Back to Basics



 January 18, 2012
New Year, new workload and a lot of new ideas, products and services for Press Releases to spring forth and spread your words far and wide. You might be returning from the holidays but the start of a year is also a good time to retool and reevaluate your skills as a writer.  In the first week of training, even superstars like David Beckham and Drew Brees go back to the very basics of their craft, and there’s no reason why we shouldn’t either. 

1) Know your audience

Who are you writing for with each particular release? What kind of readers does each outlet you are pitching to attract? Do they exist in print and online or one or the other?  The best press release success will come from slightly tweaking and reworking your release for each audience you are trying to address.

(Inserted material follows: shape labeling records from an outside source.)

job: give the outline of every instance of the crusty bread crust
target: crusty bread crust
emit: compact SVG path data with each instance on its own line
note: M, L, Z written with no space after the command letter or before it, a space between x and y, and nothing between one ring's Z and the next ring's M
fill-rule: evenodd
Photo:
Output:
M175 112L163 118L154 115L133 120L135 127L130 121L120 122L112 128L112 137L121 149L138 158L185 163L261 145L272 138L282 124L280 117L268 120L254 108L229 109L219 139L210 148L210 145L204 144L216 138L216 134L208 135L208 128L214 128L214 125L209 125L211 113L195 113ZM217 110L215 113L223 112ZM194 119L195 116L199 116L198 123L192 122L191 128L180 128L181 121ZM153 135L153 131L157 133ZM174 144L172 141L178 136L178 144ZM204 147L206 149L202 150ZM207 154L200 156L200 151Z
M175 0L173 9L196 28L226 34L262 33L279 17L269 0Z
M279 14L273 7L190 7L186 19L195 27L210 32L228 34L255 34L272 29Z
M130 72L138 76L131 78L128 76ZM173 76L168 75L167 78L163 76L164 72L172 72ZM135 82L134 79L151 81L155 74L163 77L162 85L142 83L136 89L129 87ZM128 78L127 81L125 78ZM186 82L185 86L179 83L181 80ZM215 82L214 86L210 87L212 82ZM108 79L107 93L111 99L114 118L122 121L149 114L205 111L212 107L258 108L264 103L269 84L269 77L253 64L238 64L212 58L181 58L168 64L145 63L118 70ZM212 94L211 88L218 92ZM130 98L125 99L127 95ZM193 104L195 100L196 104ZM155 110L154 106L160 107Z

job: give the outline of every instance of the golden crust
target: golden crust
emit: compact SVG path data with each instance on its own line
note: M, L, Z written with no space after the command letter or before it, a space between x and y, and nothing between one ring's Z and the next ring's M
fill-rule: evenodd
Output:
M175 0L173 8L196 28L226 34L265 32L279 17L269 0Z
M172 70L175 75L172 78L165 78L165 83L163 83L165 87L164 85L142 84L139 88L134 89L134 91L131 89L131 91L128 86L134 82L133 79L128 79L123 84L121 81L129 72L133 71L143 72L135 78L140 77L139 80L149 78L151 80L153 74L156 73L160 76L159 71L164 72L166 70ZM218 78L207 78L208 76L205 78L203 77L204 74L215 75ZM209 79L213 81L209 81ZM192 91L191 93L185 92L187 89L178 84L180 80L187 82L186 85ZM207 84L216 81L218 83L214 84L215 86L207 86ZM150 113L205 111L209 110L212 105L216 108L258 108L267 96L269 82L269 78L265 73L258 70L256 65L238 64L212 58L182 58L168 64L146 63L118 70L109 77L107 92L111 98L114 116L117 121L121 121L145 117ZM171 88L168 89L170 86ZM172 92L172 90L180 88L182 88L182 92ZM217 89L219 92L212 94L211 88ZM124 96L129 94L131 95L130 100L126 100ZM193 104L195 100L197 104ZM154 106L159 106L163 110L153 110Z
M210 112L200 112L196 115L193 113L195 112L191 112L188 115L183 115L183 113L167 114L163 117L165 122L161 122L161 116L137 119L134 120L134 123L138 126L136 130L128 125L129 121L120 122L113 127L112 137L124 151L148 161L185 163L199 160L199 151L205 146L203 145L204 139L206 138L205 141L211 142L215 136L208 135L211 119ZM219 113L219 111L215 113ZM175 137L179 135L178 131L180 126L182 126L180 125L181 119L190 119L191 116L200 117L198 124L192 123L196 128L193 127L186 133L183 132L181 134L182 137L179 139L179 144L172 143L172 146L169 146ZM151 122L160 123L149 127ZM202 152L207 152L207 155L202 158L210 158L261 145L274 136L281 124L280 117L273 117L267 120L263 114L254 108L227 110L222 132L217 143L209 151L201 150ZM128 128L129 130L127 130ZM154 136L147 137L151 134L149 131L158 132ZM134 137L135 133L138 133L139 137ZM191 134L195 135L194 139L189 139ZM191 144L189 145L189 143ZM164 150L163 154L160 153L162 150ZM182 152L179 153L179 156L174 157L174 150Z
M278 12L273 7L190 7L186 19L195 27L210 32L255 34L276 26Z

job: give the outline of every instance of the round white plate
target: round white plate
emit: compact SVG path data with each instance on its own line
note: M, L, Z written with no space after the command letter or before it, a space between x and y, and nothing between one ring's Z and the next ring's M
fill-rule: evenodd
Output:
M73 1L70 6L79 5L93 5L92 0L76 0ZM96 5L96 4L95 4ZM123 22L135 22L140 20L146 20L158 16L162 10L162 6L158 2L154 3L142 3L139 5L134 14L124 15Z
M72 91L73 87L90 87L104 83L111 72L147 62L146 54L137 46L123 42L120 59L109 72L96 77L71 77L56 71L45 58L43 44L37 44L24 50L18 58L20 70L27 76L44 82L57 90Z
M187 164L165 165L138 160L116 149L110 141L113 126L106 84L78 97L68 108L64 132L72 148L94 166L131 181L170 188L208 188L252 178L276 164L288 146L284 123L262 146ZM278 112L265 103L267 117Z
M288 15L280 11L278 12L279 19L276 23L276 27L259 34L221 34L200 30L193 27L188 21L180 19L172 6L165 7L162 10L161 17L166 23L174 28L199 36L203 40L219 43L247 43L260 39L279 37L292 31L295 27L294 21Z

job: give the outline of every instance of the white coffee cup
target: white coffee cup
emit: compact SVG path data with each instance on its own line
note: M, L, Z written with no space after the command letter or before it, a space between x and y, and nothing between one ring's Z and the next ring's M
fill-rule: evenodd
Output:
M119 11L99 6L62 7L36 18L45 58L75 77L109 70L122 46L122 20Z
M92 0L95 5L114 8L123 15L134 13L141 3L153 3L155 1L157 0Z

2) Inform, Educate, Entertain but don’t promote unnecessarily

You have a great message, perfectly crafted, for the right audience but it still might fall down if you get carried away with your writing. Journalists filters are more sophisticated than ever and if your release comes over as a ‘puff piece’ rather than actual, useful information or knowledge then it will be making its way to the spam folder quicker than it took to send it.

3) Context is King

‘Content is King’ is so 2011; Context is going to be the buzzword in 2012 in Press Releases, Social Media and more. Why is your story important? Why should your message be heard?  Journalists are busier than ever so the easier you can make it for them to read your story and understand its appeal, the greater chance of it appearing in wider circulation.

4) Just the Facts

A certain flair with words is always an advantage but sometimes you have to rein in your creative urges for the good of the message. Writing about a new burger restaurant in glowing Shakespearean terms will definitely make you feel better as a writer but will it hit the key audiences and messages you want?  If in doubt, cut it out.

5) Be Personal

That is not to say that you must subsume your personality and gifts entirely. Your introduction to the publication should be friendly, inviting and personable.  No fake “Hey Editor, This story is for you!” or any platitudes, approach with a simple “This is a story I think would appeal to your readers” or “I have a new xxxx to tell you about, we think it’s great but let me know what you think’ – always remember the golden rule – it’s a press release, not an advert.

6) Belt and Braces

Before you hit ‘send’ hit the spell and grammar chekcer first (see what we did there?); it should be second nature but it is always useful to pick up any stray errors that have snuck by your perspiring eyes. Also, do a brief manual check yourself as some correctly spelled but inappropriate words may also be willing to trip you up. What a machine will ignore, a human reader will hone in on straight away.  Finally, if your release is a rewrite or goes to multiple respondents then make sure they are getting the correct version – if it says, Dear Steve, make sure it is going to Steve, etc. And no matter what you do, make sure you don’t have ‘INSERT LINK HERE’ or other giveaways lurking to give you away.